The Business Logic Attack Definition (BLADE) Framework is a knowledge base for security professionals. It can help them better understand the techniques used by attackers to exploit weaknesses in the business logic of web facing systems and help prevent bot attacks, which are becoming more common.
“As MITRE Corporation have demonstrated with their ATT&CK matrices, having a framework to build a shared understanding of abuse of our systems can be a great enabler for defenders. As other retailers of limited-edition high demand “hype” products have also found, the use of bots poses a significant business challenge and having a structured means to develop and share understanding within the business and with partners is welcome,” said Simon Goldsmith, team lead for Information Security Strategy and Programmes at Adidas. “I believe contributors to the BLADE framework will see significant business benefits in sharing their knowledge. It proves a commitment to collaboration in solving an important problem and we look forward to developing and further proving its value.”
The framework was created by bot detection company Netacea. It is based on input from businesses and industry influencers, as well as Netacea’s research into threat group activities and bot attack cycles.
The BLADE Framework details the six stages of a scalper bot attack: resource development, attack preparation, reconnaissance, defense bypass, attack execution, and post attack.
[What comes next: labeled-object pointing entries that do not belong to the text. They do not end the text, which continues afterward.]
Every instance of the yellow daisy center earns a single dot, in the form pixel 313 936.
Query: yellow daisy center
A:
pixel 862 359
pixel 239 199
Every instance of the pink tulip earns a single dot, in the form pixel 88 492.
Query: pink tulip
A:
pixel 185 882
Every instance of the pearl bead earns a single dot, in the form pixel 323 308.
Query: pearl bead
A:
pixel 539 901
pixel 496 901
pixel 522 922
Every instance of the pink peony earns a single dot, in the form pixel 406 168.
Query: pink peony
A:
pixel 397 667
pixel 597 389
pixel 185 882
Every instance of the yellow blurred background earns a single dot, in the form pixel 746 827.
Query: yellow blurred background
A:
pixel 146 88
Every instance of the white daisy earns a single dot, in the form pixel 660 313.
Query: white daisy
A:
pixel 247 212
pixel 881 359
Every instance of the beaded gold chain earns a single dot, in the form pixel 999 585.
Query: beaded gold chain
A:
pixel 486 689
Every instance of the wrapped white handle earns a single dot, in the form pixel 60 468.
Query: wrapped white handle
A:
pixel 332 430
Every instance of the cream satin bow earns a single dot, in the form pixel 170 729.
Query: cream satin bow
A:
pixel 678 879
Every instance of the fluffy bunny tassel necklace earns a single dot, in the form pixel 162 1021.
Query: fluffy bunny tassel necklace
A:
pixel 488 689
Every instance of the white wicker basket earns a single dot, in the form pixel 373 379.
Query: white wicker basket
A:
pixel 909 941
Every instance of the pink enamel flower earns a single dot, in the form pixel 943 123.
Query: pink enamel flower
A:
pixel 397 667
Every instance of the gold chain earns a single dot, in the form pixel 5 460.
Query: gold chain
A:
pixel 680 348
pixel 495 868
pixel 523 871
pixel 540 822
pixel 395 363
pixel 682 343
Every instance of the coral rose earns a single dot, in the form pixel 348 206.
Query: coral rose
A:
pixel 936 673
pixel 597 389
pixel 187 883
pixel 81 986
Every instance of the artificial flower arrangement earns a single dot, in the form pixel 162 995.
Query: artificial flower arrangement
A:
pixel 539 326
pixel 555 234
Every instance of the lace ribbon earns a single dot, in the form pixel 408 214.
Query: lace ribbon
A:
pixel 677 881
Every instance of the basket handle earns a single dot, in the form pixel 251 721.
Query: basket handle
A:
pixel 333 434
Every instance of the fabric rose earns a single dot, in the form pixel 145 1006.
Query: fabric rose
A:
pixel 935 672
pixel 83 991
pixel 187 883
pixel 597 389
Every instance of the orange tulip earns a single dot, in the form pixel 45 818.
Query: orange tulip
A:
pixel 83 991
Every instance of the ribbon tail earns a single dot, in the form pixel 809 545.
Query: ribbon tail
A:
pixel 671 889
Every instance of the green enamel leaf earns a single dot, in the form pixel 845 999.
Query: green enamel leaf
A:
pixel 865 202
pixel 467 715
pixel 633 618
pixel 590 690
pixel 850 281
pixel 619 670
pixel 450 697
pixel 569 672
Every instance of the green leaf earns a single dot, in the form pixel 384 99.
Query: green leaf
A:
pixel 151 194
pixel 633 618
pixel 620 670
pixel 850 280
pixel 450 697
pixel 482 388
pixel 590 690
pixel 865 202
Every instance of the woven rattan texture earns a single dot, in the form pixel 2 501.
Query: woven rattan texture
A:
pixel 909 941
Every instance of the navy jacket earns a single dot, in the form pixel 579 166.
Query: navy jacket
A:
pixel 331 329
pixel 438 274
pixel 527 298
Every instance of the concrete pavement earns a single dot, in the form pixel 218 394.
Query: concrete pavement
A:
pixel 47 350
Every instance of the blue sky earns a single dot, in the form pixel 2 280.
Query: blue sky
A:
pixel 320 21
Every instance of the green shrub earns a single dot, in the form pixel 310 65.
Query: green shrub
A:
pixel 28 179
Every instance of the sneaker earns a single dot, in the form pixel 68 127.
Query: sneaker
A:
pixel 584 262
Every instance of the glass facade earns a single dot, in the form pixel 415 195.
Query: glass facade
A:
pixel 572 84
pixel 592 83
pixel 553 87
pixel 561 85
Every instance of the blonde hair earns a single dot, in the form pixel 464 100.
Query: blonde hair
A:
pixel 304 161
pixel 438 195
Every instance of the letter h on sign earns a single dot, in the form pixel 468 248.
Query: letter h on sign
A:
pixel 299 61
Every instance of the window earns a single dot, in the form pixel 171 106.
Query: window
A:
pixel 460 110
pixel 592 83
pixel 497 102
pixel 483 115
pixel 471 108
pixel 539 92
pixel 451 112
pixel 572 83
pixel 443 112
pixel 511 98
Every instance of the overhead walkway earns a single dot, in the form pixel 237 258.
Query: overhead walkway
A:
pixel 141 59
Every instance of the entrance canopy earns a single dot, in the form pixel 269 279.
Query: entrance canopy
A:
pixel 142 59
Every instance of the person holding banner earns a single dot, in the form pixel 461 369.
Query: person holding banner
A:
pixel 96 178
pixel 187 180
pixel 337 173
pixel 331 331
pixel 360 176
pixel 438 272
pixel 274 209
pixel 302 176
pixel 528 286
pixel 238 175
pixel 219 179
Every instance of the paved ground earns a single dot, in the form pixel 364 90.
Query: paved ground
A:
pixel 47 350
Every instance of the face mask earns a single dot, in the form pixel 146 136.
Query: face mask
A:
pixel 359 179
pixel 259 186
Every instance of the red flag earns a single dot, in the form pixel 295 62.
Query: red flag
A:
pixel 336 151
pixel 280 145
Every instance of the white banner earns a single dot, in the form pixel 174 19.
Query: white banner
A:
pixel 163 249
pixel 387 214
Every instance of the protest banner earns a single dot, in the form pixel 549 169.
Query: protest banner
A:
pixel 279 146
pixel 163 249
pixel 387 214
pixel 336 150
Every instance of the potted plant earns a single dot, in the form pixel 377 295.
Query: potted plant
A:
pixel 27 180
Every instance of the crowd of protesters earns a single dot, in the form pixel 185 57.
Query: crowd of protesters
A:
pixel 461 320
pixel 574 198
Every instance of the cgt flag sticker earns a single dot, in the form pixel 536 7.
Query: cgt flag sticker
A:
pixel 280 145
“The threat landscape has been shrouded in ambiguity and misinformation for too long, and bot actors have taken advantage of it to cause significant damage which costs businesses globally,” said Matthew Gracey-McMinn, head of threat research at Netacea. “Taking inspiration from the MITRE ATT&CK Framework, our ambition with BLADE is to silence the noise in the industry, provide security operation teams with a level of understanding and knowledge that has not yet been available, and empower those teams to detect and mitigate malicious bot attacks. Our goal? Help stop bots in their tracks – no matter who is doing the stopping.”